Bland, Tobias (DNB00)
BLAND, TOBIAS (1563?–1604), divine, born in or about 1563, matriculated as a sizar of Pembroke Hall, Cambridge, in December 1576, and took his bachelor's degree in 1580-1. He migrated to Corpus Christi College in 1581, and was shortly afterwards accused of composing a libel against the master of that college, Dr. Norgate. The libel was entitled ‘A Necessary Cathecisme to be red every Sunday morninge.’ It began thus: ‘In the name of the father, the sonn, and the old wiffe.’ Certain passages of the libel were strongly suspected to refer to Sir Francis Walsingham. Bland confessed his fault before the master, fellows, and scholars, whereupon he was 'put to shame of sytting in the stocks,' and was afterwards expelled from the college.

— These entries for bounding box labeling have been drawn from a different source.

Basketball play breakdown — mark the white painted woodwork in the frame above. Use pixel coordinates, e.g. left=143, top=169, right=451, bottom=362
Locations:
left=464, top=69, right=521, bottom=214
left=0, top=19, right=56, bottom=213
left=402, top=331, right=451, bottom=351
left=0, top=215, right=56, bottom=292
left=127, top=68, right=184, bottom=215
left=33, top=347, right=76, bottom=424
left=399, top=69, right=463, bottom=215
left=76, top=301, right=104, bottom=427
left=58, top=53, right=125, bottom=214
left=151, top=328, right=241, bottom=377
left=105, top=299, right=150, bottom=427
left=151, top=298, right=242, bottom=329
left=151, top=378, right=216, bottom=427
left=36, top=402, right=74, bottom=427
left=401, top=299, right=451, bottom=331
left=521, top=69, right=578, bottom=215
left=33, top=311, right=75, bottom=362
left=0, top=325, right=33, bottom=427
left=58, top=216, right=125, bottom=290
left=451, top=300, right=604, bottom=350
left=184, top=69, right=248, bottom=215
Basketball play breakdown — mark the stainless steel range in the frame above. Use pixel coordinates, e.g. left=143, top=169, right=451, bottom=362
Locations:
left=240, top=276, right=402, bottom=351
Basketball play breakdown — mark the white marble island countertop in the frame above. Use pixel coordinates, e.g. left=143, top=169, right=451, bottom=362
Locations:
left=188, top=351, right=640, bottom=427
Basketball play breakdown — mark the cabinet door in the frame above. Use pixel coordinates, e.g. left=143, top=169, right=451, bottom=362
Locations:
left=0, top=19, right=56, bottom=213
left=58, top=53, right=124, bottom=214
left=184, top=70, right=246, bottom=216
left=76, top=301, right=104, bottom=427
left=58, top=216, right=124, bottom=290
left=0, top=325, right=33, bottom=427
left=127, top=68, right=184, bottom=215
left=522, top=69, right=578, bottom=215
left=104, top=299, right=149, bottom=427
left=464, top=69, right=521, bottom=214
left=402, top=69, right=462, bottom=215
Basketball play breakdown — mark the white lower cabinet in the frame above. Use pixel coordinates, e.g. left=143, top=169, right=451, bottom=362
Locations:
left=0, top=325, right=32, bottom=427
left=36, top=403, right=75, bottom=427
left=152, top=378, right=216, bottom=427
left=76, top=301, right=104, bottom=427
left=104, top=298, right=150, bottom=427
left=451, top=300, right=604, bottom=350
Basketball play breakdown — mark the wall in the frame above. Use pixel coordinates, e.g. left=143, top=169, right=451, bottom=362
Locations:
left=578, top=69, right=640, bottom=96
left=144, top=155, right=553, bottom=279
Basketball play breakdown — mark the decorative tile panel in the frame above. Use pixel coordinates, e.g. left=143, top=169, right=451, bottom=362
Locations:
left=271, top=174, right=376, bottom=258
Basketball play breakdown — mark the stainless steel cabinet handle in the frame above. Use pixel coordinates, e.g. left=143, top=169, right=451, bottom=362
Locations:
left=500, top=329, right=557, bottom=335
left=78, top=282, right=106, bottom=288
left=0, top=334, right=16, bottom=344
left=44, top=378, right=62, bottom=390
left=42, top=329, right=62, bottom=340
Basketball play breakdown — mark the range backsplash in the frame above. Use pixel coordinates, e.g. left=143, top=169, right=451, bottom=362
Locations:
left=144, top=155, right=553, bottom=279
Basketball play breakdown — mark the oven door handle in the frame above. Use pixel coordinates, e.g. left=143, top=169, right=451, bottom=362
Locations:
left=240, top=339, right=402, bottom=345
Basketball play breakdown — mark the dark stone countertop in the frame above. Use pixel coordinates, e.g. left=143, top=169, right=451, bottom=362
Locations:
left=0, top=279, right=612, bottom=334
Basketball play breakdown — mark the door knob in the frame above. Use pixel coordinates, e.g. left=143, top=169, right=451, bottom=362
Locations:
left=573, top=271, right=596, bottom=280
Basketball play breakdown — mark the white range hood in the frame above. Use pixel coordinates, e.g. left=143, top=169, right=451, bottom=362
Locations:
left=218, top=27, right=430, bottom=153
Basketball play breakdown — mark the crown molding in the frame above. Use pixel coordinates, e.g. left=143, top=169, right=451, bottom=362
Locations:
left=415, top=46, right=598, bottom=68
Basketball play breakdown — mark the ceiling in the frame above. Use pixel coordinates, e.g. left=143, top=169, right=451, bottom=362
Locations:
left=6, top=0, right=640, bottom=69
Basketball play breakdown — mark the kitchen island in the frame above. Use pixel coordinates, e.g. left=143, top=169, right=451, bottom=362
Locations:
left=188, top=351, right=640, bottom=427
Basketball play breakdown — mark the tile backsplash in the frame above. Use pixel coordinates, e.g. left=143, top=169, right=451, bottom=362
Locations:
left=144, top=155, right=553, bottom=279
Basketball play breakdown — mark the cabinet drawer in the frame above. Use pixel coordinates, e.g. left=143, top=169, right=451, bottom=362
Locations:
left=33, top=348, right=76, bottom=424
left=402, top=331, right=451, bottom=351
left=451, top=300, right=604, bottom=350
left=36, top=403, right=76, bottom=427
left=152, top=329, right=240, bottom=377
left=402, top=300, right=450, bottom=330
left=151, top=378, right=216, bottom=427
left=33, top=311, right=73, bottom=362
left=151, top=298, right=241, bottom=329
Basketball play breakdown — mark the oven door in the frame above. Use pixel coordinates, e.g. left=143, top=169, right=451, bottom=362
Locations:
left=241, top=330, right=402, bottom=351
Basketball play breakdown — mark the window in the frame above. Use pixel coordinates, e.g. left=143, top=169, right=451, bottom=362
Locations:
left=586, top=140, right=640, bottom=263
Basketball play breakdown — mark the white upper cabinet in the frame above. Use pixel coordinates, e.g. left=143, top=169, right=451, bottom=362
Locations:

In 1584 great opposition was shown when he wished to take his master' degree. Among the Lansdowne MSS. is Latin letter against Bland addressed to Lord Burghley, and signed by fifty members of the senate; but the opposition failed. In 1589 he was chaplain to John, Lord St. John, baron of Bletsoe. In 1591 he proceeded B.D., about 1594 became sub-almoner to Queen Elizabeth, and on 29 Oct. 1602 was collated to a canonry in the church of Peterborough. He died at the end of 1604, and was buried at King's Cliffe, Northamptonshire. He published in 1589 a sermon on 1 Timothy iv. 1-2, under the title of 'A Baite for Momus, so called upon occasion of a sermon at Bedford iniuriously traduced by the factions. Now not altered but augmented. With a briefe Patrocinie of the lawfull use of Philosophie in the more serious and sacred studie of diuinitie. By Tobie Bland, Chaplaine to the right Honourable John, Lord Saint John, Baron of Bletsoe,' 4to, black letter. In a marginal note the author makes mention of his 'larger Apologie of Philosophie in a former treatise. But the 'former treatise' is not extant, and perhaps was not published. Some quaint proverbs occur in the 'Baite for Momus.'
[Lanadowne MS. 46, art. 65-7; Bridge's Northamptonshire, ii. 664; Le Neve's Fasti, ed. Hardy, ii. 643; Cooper's Athenæ Cantabrigienses, ii. 395; Baite for Momus, 1589; Ames's Typog. Antiq. (Herbert), 1176.]